Home / Technology / Crunchyroll Investigates Massive Data Leak via Support Breach
Crunchyroll Investigates Massive Data Leak via Support Breach
24 Mar
Summary
- Nearly 7 million user records were allegedly compromised.
- A third-party vendor's systems were exploited for access.
- Personal data, not credit card details, was reportedly stolen.
Popular anime streaming service Crunchyroll is investigating claims of a major data breach. A hacker asserts they stole personal data belonging to 6.8 million users by exploiting vulnerabilities at a third-party company, Telus International, which handles customer support.

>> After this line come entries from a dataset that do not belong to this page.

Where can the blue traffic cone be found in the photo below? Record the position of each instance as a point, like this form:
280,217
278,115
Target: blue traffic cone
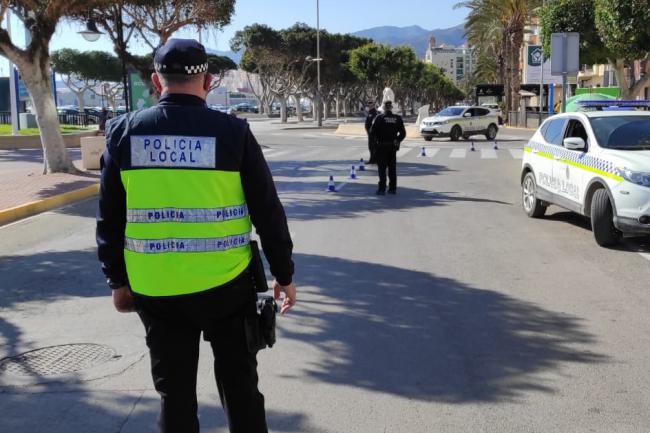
330,185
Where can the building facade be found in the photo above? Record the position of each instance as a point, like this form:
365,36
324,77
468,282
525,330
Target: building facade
456,63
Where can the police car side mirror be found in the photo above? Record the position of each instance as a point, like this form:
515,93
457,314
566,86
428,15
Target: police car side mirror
574,143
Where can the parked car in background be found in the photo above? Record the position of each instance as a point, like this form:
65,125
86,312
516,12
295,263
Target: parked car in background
596,164
460,121
245,108
494,108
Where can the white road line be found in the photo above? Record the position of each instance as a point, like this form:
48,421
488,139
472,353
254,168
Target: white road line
430,152
488,154
404,151
309,153
354,153
280,153
458,153
517,153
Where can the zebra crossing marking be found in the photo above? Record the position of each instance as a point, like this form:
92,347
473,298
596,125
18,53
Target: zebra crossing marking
458,153
488,154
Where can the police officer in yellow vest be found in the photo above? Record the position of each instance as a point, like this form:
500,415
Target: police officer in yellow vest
181,185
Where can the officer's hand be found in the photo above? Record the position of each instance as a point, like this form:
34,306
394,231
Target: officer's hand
289,295
123,300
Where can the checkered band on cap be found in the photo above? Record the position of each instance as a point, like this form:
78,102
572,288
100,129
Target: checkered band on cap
196,69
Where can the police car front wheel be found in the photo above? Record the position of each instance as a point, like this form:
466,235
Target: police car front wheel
602,220
533,207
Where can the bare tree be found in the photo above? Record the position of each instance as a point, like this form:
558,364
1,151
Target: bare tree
41,18
155,21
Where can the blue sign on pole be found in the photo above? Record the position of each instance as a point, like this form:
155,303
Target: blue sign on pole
23,94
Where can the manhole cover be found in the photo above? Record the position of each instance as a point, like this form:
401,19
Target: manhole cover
66,358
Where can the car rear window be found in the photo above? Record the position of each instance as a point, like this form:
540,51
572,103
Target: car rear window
554,131
622,132
451,111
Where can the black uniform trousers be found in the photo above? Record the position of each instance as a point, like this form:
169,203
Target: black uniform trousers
387,159
173,329
371,150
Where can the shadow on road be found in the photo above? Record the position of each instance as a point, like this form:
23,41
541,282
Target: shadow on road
309,201
64,406
31,155
341,168
427,337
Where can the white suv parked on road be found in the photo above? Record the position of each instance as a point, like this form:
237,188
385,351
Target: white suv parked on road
596,164
460,121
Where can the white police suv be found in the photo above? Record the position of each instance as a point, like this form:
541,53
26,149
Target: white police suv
460,121
596,164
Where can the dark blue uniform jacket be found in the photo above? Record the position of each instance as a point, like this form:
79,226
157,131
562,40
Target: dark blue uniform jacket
237,149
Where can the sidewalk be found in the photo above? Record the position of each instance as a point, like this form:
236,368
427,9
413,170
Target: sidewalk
24,190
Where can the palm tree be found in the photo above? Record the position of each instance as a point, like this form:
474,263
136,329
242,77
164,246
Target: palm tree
495,29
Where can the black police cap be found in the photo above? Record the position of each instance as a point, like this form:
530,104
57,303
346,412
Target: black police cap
181,56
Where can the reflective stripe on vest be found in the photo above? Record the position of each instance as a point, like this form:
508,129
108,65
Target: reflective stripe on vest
187,230
185,215
156,246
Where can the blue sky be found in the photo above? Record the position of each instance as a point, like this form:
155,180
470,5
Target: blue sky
340,16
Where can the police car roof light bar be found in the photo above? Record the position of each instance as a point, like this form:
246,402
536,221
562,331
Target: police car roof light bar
611,103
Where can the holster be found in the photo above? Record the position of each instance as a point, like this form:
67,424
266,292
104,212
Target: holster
256,268
260,327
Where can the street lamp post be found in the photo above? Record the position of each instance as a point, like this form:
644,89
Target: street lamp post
319,113
92,34
541,80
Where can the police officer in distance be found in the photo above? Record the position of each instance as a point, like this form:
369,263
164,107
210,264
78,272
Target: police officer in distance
370,117
180,187
387,133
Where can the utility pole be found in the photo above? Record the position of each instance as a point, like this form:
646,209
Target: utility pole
12,86
541,80
319,111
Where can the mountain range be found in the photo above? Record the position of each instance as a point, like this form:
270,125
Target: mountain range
413,36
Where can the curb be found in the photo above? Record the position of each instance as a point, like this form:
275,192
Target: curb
519,128
29,209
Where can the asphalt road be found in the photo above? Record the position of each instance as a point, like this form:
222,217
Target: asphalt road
441,309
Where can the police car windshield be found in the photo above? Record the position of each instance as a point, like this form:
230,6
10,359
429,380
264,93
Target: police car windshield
451,111
622,132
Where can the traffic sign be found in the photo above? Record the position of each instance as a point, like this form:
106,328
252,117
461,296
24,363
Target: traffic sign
565,53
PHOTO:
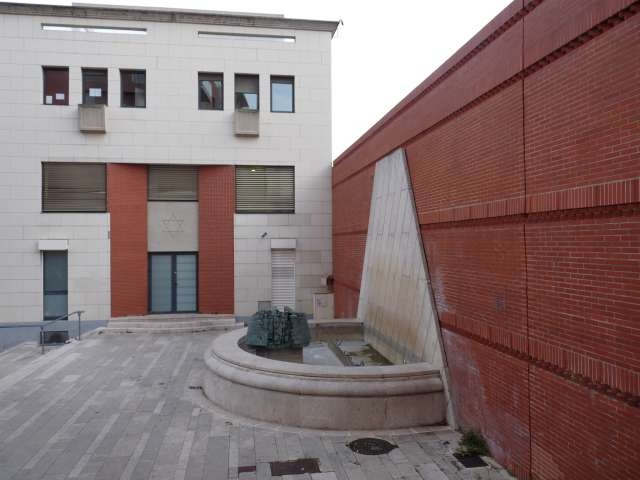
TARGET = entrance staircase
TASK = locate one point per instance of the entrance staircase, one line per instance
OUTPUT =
(172, 323)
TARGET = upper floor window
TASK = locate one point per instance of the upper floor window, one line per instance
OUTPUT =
(133, 86)
(282, 96)
(246, 89)
(74, 187)
(265, 189)
(210, 91)
(56, 85)
(173, 183)
(94, 86)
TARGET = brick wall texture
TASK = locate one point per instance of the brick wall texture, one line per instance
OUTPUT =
(127, 205)
(524, 155)
(216, 197)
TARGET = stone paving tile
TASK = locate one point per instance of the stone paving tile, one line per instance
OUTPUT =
(118, 407)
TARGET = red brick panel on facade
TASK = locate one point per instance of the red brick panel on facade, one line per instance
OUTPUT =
(584, 295)
(216, 197)
(490, 393)
(478, 278)
(483, 146)
(581, 434)
(582, 127)
(127, 204)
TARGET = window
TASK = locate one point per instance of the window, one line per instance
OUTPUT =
(56, 85)
(94, 86)
(282, 94)
(173, 183)
(247, 92)
(210, 91)
(133, 84)
(74, 187)
(265, 189)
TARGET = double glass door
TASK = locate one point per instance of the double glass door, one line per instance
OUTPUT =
(173, 280)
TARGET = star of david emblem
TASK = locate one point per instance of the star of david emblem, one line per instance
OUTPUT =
(173, 225)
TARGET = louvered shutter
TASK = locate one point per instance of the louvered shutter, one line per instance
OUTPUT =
(283, 278)
(265, 189)
(173, 183)
(74, 187)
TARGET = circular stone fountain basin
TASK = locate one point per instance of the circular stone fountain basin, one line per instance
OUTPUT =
(322, 397)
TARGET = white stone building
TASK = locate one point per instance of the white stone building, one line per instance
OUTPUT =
(161, 88)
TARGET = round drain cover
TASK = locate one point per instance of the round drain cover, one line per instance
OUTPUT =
(371, 446)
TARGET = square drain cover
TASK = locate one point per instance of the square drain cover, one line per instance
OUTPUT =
(295, 467)
(371, 446)
(470, 461)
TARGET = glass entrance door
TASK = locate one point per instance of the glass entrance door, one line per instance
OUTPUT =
(173, 282)
(55, 284)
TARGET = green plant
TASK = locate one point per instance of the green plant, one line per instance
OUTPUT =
(472, 443)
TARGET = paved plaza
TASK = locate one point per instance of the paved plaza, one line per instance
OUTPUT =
(130, 407)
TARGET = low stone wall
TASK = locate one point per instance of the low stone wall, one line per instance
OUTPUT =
(312, 396)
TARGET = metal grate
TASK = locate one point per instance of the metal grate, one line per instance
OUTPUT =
(470, 461)
(295, 467)
(371, 446)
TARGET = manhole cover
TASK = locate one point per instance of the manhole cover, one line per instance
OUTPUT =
(371, 446)
(470, 461)
(295, 467)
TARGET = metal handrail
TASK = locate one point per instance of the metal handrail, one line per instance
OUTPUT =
(46, 323)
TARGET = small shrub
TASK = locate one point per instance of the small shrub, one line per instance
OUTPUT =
(472, 443)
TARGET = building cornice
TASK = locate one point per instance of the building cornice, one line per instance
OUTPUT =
(167, 16)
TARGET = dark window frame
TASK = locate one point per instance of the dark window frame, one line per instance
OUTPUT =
(53, 292)
(267, 212)
(106, 90)
(132, 70)
(293, 91)
(235, 92)
(212, 74)
(174, 290)
(45, 69)
(106, 183)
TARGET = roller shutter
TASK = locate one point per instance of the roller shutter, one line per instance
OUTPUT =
(74, 187)
(283, 278)
(265, 189)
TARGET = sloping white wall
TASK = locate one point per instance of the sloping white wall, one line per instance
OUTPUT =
(395, 297)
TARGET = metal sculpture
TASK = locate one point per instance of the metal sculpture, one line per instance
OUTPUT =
(276, 329)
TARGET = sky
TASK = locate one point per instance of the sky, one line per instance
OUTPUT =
(382, 51)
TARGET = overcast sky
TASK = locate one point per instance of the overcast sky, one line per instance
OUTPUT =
(383, 50)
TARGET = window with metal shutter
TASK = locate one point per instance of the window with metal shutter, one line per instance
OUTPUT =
(265, 189)
(74, 187)
(283, 278)
(173, 183)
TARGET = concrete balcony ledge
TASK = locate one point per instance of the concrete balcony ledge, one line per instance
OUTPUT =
(92, 118)
(321, 397)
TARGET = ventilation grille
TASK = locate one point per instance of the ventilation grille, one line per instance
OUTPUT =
(265, 189)
(173, 183)
(73, 187)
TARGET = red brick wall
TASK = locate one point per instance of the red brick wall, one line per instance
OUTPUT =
(524, 155)
(127, 204)
(216, 196)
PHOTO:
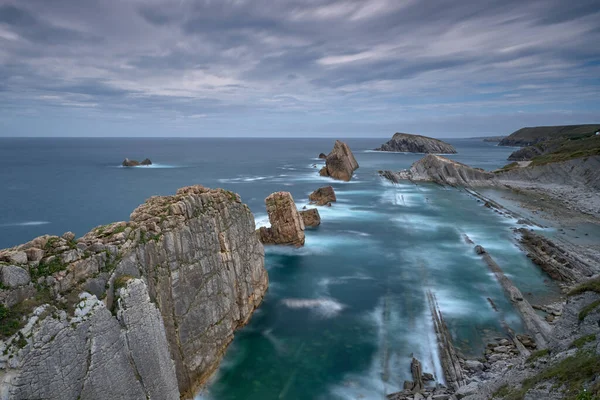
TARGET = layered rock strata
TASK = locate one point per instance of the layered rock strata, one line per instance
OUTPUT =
(322, 196)
(340, 164)
(287, 226)
(310, 217)
(405, 142)
(138, 309)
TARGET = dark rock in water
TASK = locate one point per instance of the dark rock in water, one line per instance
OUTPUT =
(134, 163)
(322, 196)
(311, 217)
(340, 163)
(287, 226)
(405, 142)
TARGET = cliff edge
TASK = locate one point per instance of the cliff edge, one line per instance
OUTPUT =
(138, 309)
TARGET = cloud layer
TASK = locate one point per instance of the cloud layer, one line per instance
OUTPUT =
(296, 67)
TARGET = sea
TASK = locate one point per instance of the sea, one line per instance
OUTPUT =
(344, 314)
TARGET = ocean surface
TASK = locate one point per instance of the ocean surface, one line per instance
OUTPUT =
(344, 314)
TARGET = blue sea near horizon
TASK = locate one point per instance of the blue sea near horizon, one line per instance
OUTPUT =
(345, 313)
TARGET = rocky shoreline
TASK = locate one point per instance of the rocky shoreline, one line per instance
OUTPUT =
(537, 365)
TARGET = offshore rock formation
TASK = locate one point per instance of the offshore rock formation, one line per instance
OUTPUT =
(322, 196)
(340, 163)
(134, 163)
(139, 309)
(311, 217)
(443, 171)
(287, 226)
(405, 142)
(562, 266)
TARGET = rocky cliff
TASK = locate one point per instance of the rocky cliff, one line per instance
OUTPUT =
(405, 142)
(532, 135)
(340, 164)
(139, 309)
(441, 170)
(287, 225)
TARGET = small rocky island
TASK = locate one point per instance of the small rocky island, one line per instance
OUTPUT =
(408, 143)
(340, 163)
(135, 163)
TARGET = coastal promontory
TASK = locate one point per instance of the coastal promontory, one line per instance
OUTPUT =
(408, 143)
(142, 309)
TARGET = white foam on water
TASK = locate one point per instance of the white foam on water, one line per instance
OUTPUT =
(26, 223)
(323, 307)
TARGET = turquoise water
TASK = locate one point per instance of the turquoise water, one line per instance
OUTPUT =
(345, 313)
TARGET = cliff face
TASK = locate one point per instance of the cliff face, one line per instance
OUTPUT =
(532, 135)
(139, 309)
(340, 163)
(405, 142)
(443, 171)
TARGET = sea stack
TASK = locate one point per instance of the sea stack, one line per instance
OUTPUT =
(134, 163)
(287, 226)
(137, 309)
(322, 196)
(340, 163)
(407, 143)
(311, 217)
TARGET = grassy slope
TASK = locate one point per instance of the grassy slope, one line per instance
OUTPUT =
(538, 133)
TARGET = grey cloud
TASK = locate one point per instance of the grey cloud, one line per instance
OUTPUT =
(325, 58)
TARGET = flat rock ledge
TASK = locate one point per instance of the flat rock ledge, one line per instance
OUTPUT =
(138, 309)
(287, 225)
(407, 143)
(322, 196)
(340, 164)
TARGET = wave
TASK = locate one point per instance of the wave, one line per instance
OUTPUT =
(26, 223)
(323, 307)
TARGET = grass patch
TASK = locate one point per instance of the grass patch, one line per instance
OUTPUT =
(571, 149)
(588, 309)
(593, 285)
(571, 373)
(579, 343)
(538, 354)
(47, 268)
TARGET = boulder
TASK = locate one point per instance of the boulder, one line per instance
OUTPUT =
(322, 196)
(130, 163)
(311, 217)
(405, 142)
(134, 163)
(287, 226)
(13, 276)
(340, 163)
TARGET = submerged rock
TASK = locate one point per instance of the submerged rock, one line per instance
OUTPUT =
(134, 163)
(322, 196)
(170, 288)
(340, 163)
(311, 217)
(405, 142)
(287, 226)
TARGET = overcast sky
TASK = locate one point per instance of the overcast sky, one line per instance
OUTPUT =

The alleged breach occurred on March 12, with the hacker claiming to have infected a customer support agent's computer. This allowed access to employee credentials, leading to unauthorized entry into various third-party services used by Crunchyroll, including Zendesk and Google Workspace. Within a 24-hour period, the hacker reportedly downloaded 8 million support ticket records.
While direct credit card information was not taken, the stolen data includes full names, usernames, email addresses, IP addresses, and general geographic locations. Any financial details, such as the last four digits of a credit card or its expiration date, that were included in support tickets are also believed to be compromised.
The hacker has reportedly demanded a $5 million ransom, but Crunchyroll has not yet responded to this demand. This incident has also been flagged on hacker forums, with reports of 100GB of data being stolen.